En observant dans les années 1960-1970, les destructions infligées par l’homme à la nature, il a voulu comprendre. Et c’est devenu une évidence : « L’homme a tendance à détruire ce qui lui fait peur, ce qu’il sent étranger. »
« Tout le monde aime la nature de nos jours, écrit-t-il au début de La peur de la nature, enfin tout le monde le dit. » Mais de quelle nature s’agit-il ? Une nature sous cloche, bien maîtrisée, sans ronces, sans mauvaises herbes, sans spontanéité, avec des chemins et des panneaux pour ne pas s’y perdre, un grand jardin en quelque sorte. Mais, peut-on aimer dans la nature les aspects qui usuellement apparaissent comme rebutants ou agressifs (…) les serpents, les araignées, les mille-pattes, les « je-ne-sais-quoi » subtils et sournois qui vous tombent dans les cheveux, vous grimpent aux jambes, vous piquent, vous sucent, vous mordent de toute la puissance de leurs mandibules ?
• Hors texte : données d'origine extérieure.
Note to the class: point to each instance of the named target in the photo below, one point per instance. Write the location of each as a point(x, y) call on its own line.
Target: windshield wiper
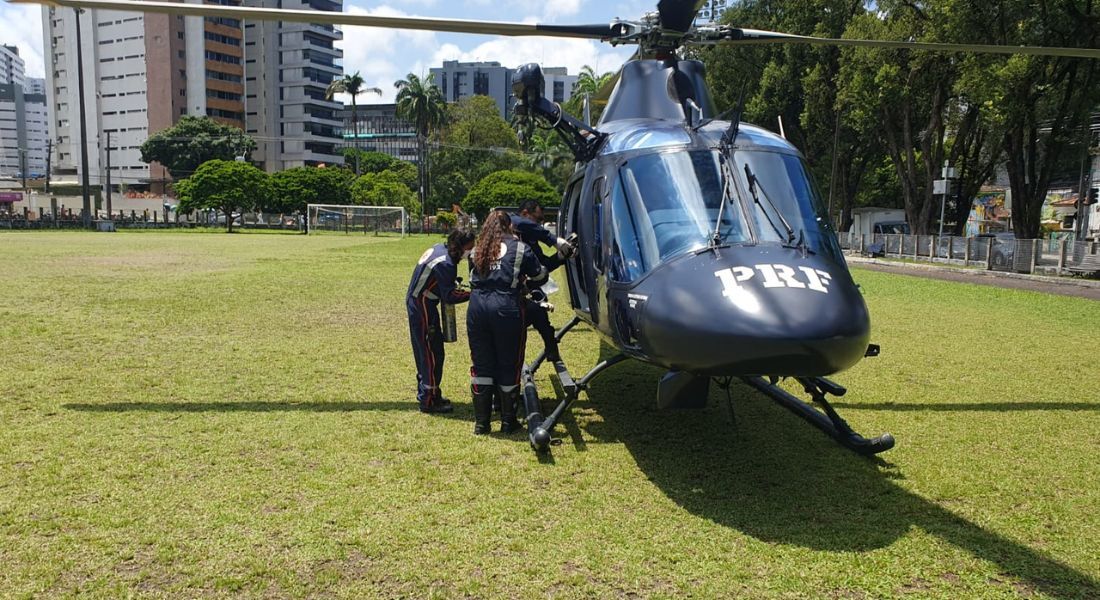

Réservoir des forces émotionnelles, dans nos sociétés où l’expression émotive est plutôt découragée, l’inconscient est plein à ras bord.
Il a inventé les stages d’abandon nocturnes. Je n’ai malheureusement pas pu en faire l’expérience. De gentils cobayes humains acceptent de se laisser déposer seuls, la nuit, au cœur d’une de nos forêts domaniales. Et bien sûr sans lumière et sans moyens de communication. On constate toujours au petit matin que la peur a été largement majoritaire. Des peurs quelquefois reportées sur des aspects particuliers de la nature (sangliers, serpents araignées) mais aussi beaucoup, et sans doute plus fortes, des peurs diffuses, sans objet, qui vous remuent le fond des tripes. Pendant que l’esprit conscient s’interroger et perd les pédales, les puissances du rêves s’installent aux commandes, et frustrées d’épanouissement fleurissent en un incroyable bric-à-brac de terreurs métaphysiques, d’images tragiques, de sensations frissonnantes et vagues, colorant la nature en négatif, à l’unisson de ces terreurs.
La bonne vieille nature sauvage, porte ouverte sur un inconscient émotionnel refoulé
Apprendre la nature en groupe, parce qu’on a renoncé à gérer le choc émotionnel du contact solitaire, voilà peut-être la plus grande erreur de l’éducation à l’environnement.
La nature nous met face à nous même, à notre inconscient, pourvoyeur de rêve et de phantasmes.
François Terrasson savait mieux que personne pointer les fausses bonnes idées. C’est pourquoi il était contre la protection de la nature « car cela signifie bien qu’on va constituer un bouclier, mais surtout qu’on a renoncé à faire cesser l’attaque ! » Et oui, on le voit bien maintenant, créer des bulles a ouvert la porte à tous les laisser-faire hors de ces bulles. Et comme l’aura des écologistes est désormais en berne, on voit aujourd’hui que même la bulle n’est plus respectée puisque le cœur même de certains parcs nationaux est désormais revendiqué au nom de l’économie!!!